PLEASE NOTE: This blog showcases Artwork (completed and in progress) and related exhibition news. There is NO option to purchase Art through this site at this time. Please visit from time to time as this may well change soon.

Copyright of all images belongs to John A Cockshaw


Evil in the Shining Light: Exhibition video

Exhibition video for the JRR Tolkien-inspired show that opens in a little over three weeks.  Inspired artists and writers on show and lots of thought-provoking content.


The Great Music and The Flame Imperishable

A short video taking inspiration from JRR Tolkien's THE SILMARILLION with specific focus on the early  parts of AinulindalĂ« (Music of Ainur).  The focus is very much on visual representations of music, harmony, cosmic growth and the the beginning of the universe and precedes any personification of the Ainur or the pivotal discord.


EVIL IN THE SHINING LIGHT: Exhibition announcement for September 2015

The latest exhibition event I'm not only involved with but coordinating and curating got a great announcement recently here on  The full press release, details and announcement video feature on this website and is presented very nicely (defeating the purpose of repeating it here).
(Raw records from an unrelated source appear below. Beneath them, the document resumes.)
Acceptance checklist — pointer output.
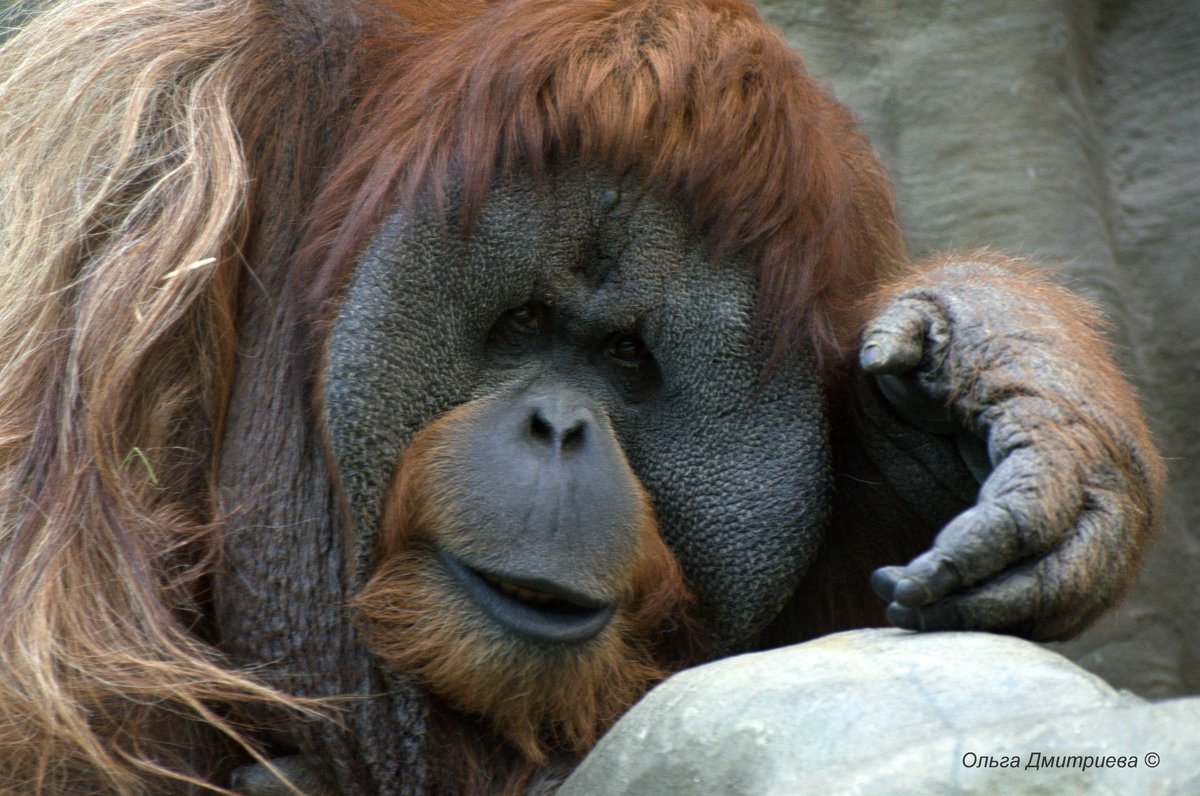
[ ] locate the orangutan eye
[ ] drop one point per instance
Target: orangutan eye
(527, 318)
(627, 349)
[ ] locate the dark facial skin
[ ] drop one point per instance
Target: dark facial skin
(594, 299)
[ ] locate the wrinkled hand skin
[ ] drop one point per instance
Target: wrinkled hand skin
(1072, 484)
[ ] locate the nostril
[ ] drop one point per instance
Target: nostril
(540, 429)
(575, 436)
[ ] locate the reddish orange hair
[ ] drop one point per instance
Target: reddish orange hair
(697, 97)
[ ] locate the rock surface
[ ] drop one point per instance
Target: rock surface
(887, 711)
Needless to say this upcoming project is something I'm very proud of and excited about!  Watch this space! 


Release announcement for July 2016: The Road, Taken

I'm very thrilled to post via Oloris Publishing the following announcement:

RELEASE ANNOUNCEMENT: We are very honoured to announce that "The Road, Taken" by Janet Alvarez will be released on July 2nd, 2015! This collection is beautifully evocative and emotional, taking the reader on the fundamental journey of the hero. The deep, rich artistry of John Cockshaw / FineArtist accompanies Janet's poetry in a stunningly beautiful illustrated volume. A pre-order page will be available in May.

Illustrating and providing imagery for Janet's excellent poetry has been a rewarding experience over the past year and given that much of it is inspired by Middle-earth has allowed it to connect very well with the artwork produced and showcased on this blog.  This will not be the only book release I am attached to being released in July so I look forward to another imminent announcement soon.
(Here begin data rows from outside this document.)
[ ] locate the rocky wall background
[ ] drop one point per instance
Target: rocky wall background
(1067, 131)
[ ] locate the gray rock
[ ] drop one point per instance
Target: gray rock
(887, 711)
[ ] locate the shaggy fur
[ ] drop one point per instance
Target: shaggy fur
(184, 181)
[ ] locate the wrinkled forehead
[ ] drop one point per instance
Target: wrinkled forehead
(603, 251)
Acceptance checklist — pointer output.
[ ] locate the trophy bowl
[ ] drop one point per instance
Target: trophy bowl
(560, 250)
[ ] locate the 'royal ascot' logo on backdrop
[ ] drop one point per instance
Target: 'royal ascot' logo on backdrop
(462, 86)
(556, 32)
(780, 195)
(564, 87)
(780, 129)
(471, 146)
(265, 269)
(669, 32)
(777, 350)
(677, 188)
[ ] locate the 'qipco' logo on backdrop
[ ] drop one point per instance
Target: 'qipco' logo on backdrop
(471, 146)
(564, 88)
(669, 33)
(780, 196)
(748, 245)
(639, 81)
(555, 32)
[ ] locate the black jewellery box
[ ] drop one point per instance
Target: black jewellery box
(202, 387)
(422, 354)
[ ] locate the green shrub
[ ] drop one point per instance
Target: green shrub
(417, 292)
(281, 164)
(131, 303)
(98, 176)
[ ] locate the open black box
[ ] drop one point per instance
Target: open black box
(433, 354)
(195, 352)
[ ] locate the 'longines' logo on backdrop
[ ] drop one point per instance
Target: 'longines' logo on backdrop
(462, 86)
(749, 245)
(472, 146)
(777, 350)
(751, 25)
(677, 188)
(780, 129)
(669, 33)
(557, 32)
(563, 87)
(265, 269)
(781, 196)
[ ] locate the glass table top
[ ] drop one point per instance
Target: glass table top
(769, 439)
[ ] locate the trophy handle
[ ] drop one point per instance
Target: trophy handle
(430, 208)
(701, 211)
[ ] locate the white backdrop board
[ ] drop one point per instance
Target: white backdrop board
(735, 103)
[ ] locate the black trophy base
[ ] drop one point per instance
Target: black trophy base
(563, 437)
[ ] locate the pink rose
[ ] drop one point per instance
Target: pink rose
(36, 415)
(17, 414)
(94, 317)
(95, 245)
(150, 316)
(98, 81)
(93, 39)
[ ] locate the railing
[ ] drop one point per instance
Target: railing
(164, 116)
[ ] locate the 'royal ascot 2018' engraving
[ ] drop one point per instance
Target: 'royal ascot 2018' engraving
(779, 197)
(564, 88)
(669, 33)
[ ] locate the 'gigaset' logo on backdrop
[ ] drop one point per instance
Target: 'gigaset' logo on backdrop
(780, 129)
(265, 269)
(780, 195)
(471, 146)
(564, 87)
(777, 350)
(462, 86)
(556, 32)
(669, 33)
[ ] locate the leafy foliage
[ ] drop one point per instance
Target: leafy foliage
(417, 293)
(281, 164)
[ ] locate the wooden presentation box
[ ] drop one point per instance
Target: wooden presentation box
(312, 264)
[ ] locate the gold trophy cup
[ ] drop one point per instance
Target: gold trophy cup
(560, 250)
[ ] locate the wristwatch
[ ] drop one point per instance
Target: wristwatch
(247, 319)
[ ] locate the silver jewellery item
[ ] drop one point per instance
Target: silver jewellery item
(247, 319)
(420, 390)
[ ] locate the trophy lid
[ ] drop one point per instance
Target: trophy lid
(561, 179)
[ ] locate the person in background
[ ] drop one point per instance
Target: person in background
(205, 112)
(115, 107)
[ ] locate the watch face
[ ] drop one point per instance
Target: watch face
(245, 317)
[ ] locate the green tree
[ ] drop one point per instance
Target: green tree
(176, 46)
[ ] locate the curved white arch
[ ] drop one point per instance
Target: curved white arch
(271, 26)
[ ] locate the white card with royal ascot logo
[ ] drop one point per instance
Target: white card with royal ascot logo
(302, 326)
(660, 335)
The following link to the video below offers a glimpse of the Artwork accompanying the release of Janet's book featuring my readings of the poetry accompanying the imagery.  Enjoy!


New work update: The Ascent of Darkness

Vision of the Tower of Evil

Voics from the Throat of the Night

Journey To The Cross-Roads...

An update here has been due for some time and the lack of one has been down to the moving of all things Art-wise in many directions (which I will explain) but also many roads that have been winding away simultaneously are now near to converging at the same spot.  I do love speaking in riddles...but this is all to say that things are kicking into gear for the coming summer months.  I'm weathering for an exciting time ahead.  July in particular.  But more on that later.  Soon.  Hopefully.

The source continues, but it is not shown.